The anonymous customer also reported that Barclaycard told him the new limits had been set depending on how frequently customers had used the cards over the previous two years, with those who rarely used it seeing the harshest cuts. He pointed out that many consumers have spent less over the last year due to lockdown restrictions and also noted that very frequent use of the line of credit should be more concerning than occasional use.

Customers have also complained that they use their Barclaycard for the added protection credit cards offer on large purchases like holidays and electrical goods. Under the Consumer Credit Act, all purchases between £100 and £30,000 made on a credit card are protected by the lender. This means you can be refunded by your credit card provider if you never receive the items ordered, the items are faulty or damaged or the retailer goes into administration. 

With spending on their Barclaycard now capped at just a few hundred pounds, customers say the card is no longer serving its purpose. 

They also point out that Barclaycard has slashed limits just when customers may need financial backup. Customers have already reported cancelling their cards and seeking out new credit card providers.

Barclaycard said that as a responsible lender it must ensure that people aren’t borrowing more than they can afford. 

A spokesperson said: “As with many other lenders, our credit risk models take into account changes in the UK economy, as these may impact our customers’ ability to manage their borrowing effectively.

“Over the past year, we have had to take into account the ongoing economic impact of coronavirus, and this has resulted in an increase in the number of customers receiving credit limit decreases.

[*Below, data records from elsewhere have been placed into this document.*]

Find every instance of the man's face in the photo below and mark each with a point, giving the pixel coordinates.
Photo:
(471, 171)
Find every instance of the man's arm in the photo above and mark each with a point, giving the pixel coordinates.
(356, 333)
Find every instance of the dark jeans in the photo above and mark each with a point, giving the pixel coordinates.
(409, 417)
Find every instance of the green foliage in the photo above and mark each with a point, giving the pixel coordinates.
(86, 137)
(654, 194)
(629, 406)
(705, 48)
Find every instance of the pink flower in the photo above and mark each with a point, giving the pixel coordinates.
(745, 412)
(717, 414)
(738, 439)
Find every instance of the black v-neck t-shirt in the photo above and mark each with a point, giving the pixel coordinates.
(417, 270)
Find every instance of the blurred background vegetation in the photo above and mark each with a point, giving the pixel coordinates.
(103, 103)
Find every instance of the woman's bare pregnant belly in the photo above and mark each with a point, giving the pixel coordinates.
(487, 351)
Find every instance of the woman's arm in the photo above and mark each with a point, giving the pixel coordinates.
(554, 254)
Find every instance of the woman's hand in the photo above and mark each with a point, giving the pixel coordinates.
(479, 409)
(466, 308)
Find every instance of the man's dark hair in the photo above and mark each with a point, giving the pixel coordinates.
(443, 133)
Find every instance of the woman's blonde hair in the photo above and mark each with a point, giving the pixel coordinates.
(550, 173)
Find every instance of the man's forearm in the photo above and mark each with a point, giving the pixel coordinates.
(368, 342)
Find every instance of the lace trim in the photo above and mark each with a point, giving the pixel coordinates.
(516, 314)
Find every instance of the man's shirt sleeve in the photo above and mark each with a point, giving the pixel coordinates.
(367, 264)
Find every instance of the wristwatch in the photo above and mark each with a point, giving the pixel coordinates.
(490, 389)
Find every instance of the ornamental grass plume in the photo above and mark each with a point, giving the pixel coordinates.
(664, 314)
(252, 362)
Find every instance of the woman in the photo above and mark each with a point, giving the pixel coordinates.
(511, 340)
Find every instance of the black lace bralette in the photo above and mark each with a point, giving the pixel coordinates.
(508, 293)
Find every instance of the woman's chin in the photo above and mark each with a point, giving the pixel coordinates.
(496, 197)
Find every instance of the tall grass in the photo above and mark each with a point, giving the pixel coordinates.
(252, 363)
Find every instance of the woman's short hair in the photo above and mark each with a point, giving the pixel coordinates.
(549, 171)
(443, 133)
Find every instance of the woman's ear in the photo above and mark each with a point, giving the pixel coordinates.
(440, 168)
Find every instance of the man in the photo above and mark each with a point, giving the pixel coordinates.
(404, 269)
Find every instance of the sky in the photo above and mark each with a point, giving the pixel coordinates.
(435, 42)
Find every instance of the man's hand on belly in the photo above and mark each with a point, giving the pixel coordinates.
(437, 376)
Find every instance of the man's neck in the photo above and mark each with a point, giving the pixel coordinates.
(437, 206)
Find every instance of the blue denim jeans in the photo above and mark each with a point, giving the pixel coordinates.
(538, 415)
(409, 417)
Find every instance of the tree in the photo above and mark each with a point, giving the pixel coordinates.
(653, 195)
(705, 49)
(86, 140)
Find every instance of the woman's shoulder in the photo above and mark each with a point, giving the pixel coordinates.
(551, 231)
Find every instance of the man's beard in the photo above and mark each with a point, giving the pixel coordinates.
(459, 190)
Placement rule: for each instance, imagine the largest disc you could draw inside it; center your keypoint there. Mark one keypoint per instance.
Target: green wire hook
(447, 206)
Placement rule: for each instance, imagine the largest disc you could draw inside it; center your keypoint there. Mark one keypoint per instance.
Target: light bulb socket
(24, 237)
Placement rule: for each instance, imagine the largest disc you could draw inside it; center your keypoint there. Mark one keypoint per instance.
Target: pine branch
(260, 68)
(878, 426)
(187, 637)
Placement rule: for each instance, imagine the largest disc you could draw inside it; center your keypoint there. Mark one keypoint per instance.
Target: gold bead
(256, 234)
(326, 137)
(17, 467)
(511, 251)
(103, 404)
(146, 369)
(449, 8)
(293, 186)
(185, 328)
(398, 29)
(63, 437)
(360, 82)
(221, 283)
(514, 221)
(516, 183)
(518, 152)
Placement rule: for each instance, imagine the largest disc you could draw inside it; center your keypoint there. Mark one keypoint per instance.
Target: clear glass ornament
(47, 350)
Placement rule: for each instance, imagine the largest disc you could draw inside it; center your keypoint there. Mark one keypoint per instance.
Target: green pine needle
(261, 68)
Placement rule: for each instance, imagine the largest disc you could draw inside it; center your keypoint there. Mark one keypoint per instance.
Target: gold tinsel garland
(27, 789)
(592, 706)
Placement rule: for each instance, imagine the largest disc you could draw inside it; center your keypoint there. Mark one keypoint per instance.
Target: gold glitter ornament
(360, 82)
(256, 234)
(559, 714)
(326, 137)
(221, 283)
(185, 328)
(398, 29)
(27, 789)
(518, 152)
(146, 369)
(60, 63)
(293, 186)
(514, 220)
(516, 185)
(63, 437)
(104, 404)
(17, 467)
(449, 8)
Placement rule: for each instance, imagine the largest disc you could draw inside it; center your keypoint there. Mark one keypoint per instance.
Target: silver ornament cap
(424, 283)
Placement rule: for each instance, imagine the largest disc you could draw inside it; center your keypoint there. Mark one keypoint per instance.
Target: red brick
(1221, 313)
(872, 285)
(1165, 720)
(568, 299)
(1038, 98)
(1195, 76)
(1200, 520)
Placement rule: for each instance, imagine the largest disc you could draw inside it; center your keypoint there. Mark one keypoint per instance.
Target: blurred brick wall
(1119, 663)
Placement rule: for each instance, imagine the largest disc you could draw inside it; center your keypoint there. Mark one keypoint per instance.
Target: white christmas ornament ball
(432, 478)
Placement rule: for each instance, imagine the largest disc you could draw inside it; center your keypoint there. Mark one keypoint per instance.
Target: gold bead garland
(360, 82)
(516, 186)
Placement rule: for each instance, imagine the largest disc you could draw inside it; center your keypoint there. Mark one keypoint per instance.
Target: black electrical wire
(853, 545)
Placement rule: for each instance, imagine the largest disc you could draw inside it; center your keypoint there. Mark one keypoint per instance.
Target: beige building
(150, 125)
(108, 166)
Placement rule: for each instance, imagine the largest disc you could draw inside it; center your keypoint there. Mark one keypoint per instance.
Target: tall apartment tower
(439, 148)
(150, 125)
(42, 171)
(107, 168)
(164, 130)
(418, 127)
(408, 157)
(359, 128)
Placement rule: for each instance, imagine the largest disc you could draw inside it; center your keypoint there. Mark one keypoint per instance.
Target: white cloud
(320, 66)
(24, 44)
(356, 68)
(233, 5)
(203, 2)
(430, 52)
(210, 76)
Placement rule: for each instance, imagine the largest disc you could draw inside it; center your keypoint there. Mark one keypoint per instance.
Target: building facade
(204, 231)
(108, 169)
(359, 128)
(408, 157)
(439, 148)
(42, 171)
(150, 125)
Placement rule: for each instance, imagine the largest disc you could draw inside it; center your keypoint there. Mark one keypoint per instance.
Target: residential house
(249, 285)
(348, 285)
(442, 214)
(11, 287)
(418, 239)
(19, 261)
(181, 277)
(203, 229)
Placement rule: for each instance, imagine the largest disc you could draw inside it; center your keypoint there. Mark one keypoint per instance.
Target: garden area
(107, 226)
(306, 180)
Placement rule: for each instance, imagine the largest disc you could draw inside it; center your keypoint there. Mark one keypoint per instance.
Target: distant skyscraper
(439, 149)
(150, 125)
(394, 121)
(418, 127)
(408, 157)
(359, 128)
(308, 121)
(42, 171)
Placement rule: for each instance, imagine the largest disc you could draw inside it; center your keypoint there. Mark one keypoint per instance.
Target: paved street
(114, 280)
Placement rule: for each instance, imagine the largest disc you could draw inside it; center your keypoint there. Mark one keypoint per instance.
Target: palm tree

“When we reduce a customer’s credit limit, we will not reduce it to below their current balance, and we will ensure that they at least have sufficient headroom on their account to continue essential spending.”

Barclaycard has refused to specify how many customers have had their credit limits cut. But this isn't the first time it has caused controversy over its credit limits.

Last summer, Barclaycard admitted it had set some customers’ credit limits too high and issued rebates averaging £230 to thousands who were at risk of racking up unsustainable debt because of the errors. However, customers suggest that Barclaycard may have erred in the opposite direction this time, cutting the limits of borrowers who could afford credit.

Some customers can appeal the adjustment to their Barclaycard credit limits by sending in a bank statement or payslip as proof of income. However, others won’t be able to appeal because their reduced credit limit is more than their highest balance on the card over the last two years.